Inilah Dialami Terdakwa Narti Norhayati, di Jadikan Tumbal Hary Priyono

153

TELISIKNEWS.COM, BATAM – Terdakwa Narti Norhayati, seorang Janda dua anak harus menahan dinginya angin malam di dalam teruji besi. Dulu keseharianya sebagai tukang masak di rumah makan di Singapore, sehingga penghasilannya lebih dari cukup untuk menghidupi keluarganya.

Pantau saat dalam persidangan, terdakwa menagku ditawarin oleh Hary Priyono ( Daftar Pencarian Orang atau DPO ) untuk bekerja di Australia dengan gaji yang cukup besar. Dengan polos dan lugu bercampur haru, terdakwa mengiyakan tawaran tersebut.

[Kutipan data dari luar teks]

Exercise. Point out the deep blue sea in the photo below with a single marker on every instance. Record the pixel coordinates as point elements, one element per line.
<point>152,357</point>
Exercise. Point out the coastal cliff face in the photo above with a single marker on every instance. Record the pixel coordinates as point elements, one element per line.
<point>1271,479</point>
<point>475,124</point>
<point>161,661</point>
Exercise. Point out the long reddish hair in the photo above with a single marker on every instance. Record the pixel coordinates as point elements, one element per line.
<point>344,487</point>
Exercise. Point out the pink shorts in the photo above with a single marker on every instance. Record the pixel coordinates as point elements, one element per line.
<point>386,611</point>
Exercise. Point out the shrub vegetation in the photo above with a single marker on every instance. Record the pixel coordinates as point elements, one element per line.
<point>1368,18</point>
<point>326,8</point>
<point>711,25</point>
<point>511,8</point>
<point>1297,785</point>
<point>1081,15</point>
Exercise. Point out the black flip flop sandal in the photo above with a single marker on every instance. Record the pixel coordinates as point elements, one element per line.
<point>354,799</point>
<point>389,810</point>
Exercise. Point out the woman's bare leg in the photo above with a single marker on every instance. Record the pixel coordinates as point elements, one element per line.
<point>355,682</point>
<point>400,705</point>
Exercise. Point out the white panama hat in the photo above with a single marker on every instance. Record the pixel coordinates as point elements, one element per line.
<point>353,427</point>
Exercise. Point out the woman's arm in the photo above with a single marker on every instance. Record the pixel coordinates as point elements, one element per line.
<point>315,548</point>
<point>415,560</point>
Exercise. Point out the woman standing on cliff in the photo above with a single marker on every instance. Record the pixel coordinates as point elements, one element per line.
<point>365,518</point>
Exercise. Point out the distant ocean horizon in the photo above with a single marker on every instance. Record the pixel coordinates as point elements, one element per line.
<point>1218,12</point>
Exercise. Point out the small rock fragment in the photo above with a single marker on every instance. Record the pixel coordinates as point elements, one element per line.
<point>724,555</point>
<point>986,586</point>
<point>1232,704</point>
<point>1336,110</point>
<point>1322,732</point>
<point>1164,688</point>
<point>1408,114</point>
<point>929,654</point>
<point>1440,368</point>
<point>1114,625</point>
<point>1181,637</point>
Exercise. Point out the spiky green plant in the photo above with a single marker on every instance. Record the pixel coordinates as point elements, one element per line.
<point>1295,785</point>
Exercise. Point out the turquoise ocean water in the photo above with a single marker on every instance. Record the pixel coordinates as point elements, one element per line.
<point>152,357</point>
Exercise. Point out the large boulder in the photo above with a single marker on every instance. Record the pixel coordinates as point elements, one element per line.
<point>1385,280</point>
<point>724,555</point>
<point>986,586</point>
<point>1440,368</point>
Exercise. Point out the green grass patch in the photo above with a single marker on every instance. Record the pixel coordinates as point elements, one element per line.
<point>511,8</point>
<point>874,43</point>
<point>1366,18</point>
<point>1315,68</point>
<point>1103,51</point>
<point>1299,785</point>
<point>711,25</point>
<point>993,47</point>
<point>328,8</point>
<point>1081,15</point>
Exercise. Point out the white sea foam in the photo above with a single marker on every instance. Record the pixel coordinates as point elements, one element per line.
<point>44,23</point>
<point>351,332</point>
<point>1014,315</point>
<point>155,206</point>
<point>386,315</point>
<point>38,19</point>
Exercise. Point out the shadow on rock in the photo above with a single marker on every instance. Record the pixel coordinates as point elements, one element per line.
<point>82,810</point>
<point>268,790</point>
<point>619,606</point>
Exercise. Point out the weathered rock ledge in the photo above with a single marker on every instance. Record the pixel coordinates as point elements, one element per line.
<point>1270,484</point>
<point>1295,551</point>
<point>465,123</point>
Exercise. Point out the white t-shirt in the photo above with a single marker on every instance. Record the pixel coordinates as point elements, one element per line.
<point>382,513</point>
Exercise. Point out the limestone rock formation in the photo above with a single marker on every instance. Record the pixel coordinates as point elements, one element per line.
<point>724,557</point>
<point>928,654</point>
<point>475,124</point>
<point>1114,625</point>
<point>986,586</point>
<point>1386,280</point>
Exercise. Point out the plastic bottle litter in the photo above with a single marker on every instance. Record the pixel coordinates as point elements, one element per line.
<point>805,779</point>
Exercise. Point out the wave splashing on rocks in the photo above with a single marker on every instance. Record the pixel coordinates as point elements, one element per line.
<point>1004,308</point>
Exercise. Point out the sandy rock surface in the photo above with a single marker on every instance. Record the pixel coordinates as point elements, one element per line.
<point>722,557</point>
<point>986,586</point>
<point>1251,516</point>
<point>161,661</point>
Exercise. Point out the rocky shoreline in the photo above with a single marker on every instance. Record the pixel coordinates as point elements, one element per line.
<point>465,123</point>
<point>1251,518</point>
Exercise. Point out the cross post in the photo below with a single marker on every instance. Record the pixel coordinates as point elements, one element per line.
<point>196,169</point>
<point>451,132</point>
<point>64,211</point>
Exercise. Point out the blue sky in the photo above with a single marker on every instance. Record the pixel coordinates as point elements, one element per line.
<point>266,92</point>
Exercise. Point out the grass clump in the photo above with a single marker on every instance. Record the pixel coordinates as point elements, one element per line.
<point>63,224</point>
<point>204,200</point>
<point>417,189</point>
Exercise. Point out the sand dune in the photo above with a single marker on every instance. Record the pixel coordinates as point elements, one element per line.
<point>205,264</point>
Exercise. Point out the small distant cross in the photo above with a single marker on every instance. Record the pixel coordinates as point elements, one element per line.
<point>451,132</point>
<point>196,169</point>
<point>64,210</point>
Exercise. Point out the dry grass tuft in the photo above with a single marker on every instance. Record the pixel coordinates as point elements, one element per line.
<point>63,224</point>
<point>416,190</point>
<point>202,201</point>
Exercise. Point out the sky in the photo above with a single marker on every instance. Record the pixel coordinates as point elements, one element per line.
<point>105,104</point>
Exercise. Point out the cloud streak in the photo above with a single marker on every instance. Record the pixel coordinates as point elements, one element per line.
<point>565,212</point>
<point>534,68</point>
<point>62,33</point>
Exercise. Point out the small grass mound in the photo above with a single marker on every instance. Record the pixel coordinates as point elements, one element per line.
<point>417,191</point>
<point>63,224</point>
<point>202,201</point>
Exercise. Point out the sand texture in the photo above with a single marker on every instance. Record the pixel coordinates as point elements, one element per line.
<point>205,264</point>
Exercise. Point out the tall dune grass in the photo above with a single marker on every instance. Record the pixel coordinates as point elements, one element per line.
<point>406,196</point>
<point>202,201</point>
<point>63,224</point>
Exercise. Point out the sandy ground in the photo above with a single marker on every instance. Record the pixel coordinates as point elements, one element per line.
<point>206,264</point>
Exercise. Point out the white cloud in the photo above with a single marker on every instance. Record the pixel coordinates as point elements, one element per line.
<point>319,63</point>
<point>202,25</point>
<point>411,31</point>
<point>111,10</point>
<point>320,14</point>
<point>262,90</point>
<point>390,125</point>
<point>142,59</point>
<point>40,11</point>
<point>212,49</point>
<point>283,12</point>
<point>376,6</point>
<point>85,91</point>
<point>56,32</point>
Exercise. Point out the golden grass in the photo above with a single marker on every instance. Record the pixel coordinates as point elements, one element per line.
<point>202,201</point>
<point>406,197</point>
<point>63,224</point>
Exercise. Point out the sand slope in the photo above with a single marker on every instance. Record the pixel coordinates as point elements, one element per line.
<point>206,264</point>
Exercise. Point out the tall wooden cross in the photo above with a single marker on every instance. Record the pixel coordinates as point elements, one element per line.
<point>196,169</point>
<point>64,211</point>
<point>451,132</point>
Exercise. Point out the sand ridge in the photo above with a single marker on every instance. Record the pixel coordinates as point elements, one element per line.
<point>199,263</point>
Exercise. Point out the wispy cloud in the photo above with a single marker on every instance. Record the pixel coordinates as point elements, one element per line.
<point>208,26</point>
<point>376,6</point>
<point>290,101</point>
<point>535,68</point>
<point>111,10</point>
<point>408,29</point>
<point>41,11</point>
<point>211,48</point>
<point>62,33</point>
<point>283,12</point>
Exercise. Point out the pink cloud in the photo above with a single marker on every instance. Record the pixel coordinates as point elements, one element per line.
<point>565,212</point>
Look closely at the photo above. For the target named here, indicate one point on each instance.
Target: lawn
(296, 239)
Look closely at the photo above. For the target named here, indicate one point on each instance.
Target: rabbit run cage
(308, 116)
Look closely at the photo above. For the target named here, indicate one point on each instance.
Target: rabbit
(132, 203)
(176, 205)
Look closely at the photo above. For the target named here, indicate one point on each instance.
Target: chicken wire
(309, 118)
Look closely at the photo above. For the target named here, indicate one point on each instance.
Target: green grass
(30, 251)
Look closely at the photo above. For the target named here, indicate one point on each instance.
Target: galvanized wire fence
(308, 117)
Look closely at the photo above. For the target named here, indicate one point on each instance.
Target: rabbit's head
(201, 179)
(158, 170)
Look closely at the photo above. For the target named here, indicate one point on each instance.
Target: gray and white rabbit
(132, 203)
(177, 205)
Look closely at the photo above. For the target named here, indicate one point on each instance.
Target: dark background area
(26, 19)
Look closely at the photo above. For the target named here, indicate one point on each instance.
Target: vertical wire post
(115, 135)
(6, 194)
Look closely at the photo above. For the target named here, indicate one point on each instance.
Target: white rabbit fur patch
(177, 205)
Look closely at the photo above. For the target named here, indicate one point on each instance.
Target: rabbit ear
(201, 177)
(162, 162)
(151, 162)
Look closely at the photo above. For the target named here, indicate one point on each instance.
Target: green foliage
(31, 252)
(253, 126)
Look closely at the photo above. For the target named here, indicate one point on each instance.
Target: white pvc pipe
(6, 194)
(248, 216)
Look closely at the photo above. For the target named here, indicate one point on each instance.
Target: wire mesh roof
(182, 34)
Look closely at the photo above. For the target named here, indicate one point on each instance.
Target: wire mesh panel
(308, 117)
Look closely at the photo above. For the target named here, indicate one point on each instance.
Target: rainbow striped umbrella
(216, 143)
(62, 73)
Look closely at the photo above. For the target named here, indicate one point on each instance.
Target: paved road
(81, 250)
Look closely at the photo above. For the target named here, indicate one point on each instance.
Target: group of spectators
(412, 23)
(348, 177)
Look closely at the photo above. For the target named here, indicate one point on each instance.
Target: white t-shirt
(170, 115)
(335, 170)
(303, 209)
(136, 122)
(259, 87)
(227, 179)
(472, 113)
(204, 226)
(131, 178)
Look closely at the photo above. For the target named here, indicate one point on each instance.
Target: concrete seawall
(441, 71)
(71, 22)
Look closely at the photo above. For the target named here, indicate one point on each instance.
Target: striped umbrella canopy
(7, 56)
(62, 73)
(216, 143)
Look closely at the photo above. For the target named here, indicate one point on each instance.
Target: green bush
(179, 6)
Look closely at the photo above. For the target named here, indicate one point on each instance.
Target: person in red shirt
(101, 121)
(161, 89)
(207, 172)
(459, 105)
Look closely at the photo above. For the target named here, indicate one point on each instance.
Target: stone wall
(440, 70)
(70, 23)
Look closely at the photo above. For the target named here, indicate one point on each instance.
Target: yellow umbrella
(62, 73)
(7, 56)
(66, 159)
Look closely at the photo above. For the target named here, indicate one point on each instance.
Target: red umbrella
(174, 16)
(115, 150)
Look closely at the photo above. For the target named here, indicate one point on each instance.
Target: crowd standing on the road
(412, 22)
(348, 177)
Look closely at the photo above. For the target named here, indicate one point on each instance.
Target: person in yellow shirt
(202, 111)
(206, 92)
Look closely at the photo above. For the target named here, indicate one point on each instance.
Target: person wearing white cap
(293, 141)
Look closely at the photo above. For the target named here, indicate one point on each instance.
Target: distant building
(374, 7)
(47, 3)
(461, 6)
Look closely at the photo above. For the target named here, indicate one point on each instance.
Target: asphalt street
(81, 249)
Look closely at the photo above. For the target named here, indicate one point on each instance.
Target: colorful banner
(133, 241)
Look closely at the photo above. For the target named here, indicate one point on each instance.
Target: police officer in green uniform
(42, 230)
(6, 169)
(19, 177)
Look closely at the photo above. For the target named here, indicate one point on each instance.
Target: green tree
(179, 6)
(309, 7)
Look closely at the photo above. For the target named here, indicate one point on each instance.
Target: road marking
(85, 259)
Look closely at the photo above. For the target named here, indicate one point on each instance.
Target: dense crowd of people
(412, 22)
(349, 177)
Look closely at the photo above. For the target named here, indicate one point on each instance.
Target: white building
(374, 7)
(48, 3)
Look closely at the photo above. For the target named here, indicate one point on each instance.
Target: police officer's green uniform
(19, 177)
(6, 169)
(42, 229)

Kemudian Hary Priyono memberi syarat yaitu: harus merekrut orang dan meminta uang sebesar Rp 13 juta per orang. Hal itupun disanggupi terdakwa, lalu merekrut
saksi Akhmadi Saputra dan saksi Zulsarita bersama suaminya saksi Mayunizar serta beberapa korban lainnya.

“Setiap uang yang diberikan para saksi, saya dapat cuman satu juta dan Hary Priyono mengambil 10 juta. Sisanya sama yang membawa orang dan penggurusan surat – surat untuk diberangkatkan,” kata terdakwa Narti Norhayati, Selasa (13/2/
2018) pada majelis hakim dan Jaksa Penuntut Umum dalam persidang di PN Batam.

Terdakwa menjadi tumpal Hary Priyono, dengan memanfaatkan kebodohannya namun tidak memikirkan resiko yang diterimanya. Akibat perbuatan terdakwa membuat saksi Zulsarita, saksi Mayunizar dan saksi Ahmad Saputra mengalami kerugian sebesar Rp. 39.000.000.

Perbuatan terdakwa diatur dan diancam pidana melanggar pasal 378 KUHP Jo 55 ayat (1) Jo pasal 64 ayat (1) KUHP .

Kasus ini menjadi pengalaman bagi semua orang, agar jangan mudah percaya pada orang lain yang menawarkan gaji besar apalagi kerja di negara lain. Banyak orang memanfaatkan kita untuk meraup keuntungan dirinya sendiri.